J.G.B. Enterprises’s core business is fabricating hose assemblies for both commercial and military applications. The company also fabricates pumps and electrical control panels. Seventy percent of its business comes from various sectors within the Department of Defense. The commercial side consists of companies involved in different areas, such as construction, petroleum, environmental services, and original equipment manufacturing. The company has more than 2,500 customers worldwide. More than 80 percent are found outside New York State, Zywicki says. Some Central New York customers include the Carrier Corporation, Bristol-Myers Squibb, and Anheuser-Busch. Products include pressure washer hoses, used in car washes; snowmaking hoses, used by ski resorts; and hood-latch assemblies for Humvees.
Zywicki says that since the company is so diverse in its product line, competition is stronger in some areas than others. However, he says that in an industry dominated by mom-and-pop-shops, J.G.B. stands out, since it has grown to $30 million in annual revenue. “That’s far outside of the normal realm,” he adds. “We are one of the largest hose companies in the U.S. under one roof. Others have multiple branch locations.”

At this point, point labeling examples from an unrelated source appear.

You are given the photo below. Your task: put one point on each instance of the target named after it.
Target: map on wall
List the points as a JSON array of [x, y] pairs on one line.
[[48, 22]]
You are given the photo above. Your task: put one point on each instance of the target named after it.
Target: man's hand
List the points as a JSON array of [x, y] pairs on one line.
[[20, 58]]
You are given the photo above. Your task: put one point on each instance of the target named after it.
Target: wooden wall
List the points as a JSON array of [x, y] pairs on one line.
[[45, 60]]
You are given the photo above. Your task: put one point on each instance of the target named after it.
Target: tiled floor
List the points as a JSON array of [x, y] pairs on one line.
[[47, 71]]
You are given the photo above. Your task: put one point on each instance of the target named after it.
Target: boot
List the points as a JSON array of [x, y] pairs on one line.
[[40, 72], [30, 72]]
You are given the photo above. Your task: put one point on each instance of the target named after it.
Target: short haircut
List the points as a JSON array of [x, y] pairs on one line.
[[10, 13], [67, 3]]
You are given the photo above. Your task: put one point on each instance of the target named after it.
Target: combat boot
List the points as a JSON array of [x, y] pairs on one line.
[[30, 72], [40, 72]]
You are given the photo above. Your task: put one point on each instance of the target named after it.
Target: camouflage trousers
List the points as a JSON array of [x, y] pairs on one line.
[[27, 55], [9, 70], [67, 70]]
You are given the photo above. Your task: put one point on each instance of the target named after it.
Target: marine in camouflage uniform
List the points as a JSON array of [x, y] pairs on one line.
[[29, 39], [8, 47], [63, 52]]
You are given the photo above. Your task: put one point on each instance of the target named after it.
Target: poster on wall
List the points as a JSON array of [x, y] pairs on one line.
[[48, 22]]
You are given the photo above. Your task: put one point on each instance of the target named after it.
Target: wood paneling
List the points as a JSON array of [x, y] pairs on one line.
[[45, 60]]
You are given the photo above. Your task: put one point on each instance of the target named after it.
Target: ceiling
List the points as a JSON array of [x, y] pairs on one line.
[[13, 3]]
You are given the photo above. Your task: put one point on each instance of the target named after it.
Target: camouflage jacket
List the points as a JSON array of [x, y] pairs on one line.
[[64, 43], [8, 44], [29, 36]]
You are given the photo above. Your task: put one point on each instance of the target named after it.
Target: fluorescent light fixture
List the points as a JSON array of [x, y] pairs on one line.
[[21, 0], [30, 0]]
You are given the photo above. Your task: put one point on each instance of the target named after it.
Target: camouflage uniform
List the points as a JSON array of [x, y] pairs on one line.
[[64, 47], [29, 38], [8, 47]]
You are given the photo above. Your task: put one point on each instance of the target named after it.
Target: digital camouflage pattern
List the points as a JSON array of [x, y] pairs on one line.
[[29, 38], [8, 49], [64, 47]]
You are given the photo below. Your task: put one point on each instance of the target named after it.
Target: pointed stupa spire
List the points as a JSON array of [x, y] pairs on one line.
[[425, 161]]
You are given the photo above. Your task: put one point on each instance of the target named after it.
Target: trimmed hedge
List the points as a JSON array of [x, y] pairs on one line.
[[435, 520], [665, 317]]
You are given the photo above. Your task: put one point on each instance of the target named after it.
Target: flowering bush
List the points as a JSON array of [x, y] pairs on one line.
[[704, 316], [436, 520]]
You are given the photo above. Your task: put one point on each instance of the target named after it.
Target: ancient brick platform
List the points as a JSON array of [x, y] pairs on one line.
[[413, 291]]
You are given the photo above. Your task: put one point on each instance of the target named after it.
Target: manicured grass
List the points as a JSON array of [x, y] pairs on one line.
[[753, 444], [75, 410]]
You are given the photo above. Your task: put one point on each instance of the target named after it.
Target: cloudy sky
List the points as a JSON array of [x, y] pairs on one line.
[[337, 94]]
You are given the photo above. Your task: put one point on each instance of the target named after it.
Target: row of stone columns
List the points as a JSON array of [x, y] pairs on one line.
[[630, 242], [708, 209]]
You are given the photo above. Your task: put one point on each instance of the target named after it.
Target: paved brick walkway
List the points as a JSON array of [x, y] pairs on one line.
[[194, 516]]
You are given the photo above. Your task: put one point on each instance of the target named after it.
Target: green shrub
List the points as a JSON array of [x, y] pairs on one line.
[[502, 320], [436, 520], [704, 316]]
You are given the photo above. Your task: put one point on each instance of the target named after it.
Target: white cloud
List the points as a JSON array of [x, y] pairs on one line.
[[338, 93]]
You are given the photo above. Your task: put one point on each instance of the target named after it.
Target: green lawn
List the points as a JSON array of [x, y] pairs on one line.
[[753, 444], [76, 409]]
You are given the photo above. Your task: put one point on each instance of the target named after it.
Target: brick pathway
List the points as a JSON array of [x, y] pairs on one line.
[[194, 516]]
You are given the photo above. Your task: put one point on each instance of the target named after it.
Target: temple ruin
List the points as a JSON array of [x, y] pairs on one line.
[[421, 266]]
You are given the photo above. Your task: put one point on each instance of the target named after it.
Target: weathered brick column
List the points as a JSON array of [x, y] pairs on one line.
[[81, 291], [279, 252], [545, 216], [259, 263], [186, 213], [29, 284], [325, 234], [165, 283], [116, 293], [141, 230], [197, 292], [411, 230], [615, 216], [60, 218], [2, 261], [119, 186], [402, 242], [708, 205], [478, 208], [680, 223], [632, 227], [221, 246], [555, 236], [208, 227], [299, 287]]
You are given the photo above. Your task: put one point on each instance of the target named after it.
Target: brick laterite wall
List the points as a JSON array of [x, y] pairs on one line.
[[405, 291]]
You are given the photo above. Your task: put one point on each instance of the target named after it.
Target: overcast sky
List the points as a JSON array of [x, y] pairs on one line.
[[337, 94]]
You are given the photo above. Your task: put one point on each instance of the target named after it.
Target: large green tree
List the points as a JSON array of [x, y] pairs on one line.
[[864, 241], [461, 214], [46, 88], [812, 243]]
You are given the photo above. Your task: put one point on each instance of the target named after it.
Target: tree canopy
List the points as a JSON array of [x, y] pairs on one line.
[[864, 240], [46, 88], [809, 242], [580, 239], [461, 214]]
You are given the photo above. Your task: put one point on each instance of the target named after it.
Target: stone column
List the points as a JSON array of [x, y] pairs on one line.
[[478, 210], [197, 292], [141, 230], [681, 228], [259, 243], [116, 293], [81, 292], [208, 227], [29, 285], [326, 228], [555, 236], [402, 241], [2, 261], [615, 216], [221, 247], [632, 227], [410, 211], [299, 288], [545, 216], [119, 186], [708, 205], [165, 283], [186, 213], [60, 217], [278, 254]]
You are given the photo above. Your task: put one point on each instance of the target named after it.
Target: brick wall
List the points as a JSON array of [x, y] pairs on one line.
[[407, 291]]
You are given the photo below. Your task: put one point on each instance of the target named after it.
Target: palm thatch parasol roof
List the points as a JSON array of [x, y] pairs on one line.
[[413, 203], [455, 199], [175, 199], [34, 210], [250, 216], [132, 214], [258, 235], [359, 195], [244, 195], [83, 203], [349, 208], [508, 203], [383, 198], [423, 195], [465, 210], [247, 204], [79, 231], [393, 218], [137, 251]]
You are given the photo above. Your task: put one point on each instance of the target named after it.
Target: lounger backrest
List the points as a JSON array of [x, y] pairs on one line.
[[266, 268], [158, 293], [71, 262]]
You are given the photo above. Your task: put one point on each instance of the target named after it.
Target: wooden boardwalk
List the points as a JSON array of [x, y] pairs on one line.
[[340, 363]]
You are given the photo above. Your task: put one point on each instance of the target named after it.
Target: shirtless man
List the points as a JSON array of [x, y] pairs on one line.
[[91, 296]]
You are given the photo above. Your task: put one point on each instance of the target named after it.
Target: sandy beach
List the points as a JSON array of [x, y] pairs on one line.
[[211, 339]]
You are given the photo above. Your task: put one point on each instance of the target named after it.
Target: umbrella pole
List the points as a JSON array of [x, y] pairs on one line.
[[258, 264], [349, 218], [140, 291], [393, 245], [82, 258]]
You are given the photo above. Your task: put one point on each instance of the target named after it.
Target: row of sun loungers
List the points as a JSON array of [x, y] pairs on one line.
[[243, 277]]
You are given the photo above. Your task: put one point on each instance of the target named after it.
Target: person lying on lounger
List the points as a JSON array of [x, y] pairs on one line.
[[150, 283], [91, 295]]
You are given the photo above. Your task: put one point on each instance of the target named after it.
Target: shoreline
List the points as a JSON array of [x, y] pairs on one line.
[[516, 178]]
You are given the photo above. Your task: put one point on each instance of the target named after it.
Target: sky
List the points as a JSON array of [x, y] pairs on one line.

Contracts have ranged from $500 to $2 million, Zywicki says. He adds that typically, a contract is $10,000 to $25,000. It takes about nine days to 120 days to complete an order.
“The military has been steady regardless of the administration, whether it’s Democrat or Republican,” Zywicki says. “Even in peacetime, there’s a call for products to use in relief efforts.” He adds that the company has history on more than 40,000 different national stock numbers with the Defense Department.
Though the company experienced tough times in 2001, Zywicki says the losses on the commercial side were offset by the gains on the military side. He adds that he sees downturns as an opportunity.
“Since people are less busy, they are more apt to sit with you, and more willing to listen to you,” he says. “I treat it as an opportunity to reacquaint with old customers and obtain new customers.”
Employees have been an important asset to the company, particularly in the sales end, Zywicki says. “Every year, we’ve grown and our head count has grown,” he points out. “A key to our growth on the sales end is Stephon Starrantino, the vice president of sales.” He adds that Martin Salinger, the government sales manager, is also an important member of the team.
Zywicki says that the Internet also has been a boon to sales. “[Our Web site] has generated a number of requests for quotations,” he says, adding that recently a company in Trinidad and Tobago contacted them. “Hits have been increasing. It’s business we wouldn’t have had prior to the Web site.”
While Zywicki says the Web site is still in its early stages, he adds that it has great potential.
Jay Bernhardt, the current owner of the company, started J.G.B. in 1977. Within five years, the business started working with the military. “By chance, the military sought us out,” Zywicki says. “The military business opened up our horizons.”
The facility has also expanded over the years. In 1985, J.G.B. fit in a 20,000-square-foot spot. In 1990, the company expanded to 50,000 square feet. In 1996, the company expanded to 65,000 square feet. That is now the square footage of the office and assembly space; the company built a 30,000-square-foot warehouse in 2001. “We built it primarily for larger military contracts that take up lots of space,” Zywicki says. He adds that there are still seven unused acres available for further expansion.
Zywicki says that the company was strong before Sept. 11, 2001 — and has been doing greater since then.
“I have great satisfaction that we’re assisting service men and women of the military in achieving their missions,” he says. “Our hoses are going to Afghanistan. It’s a very satisfying feeling.”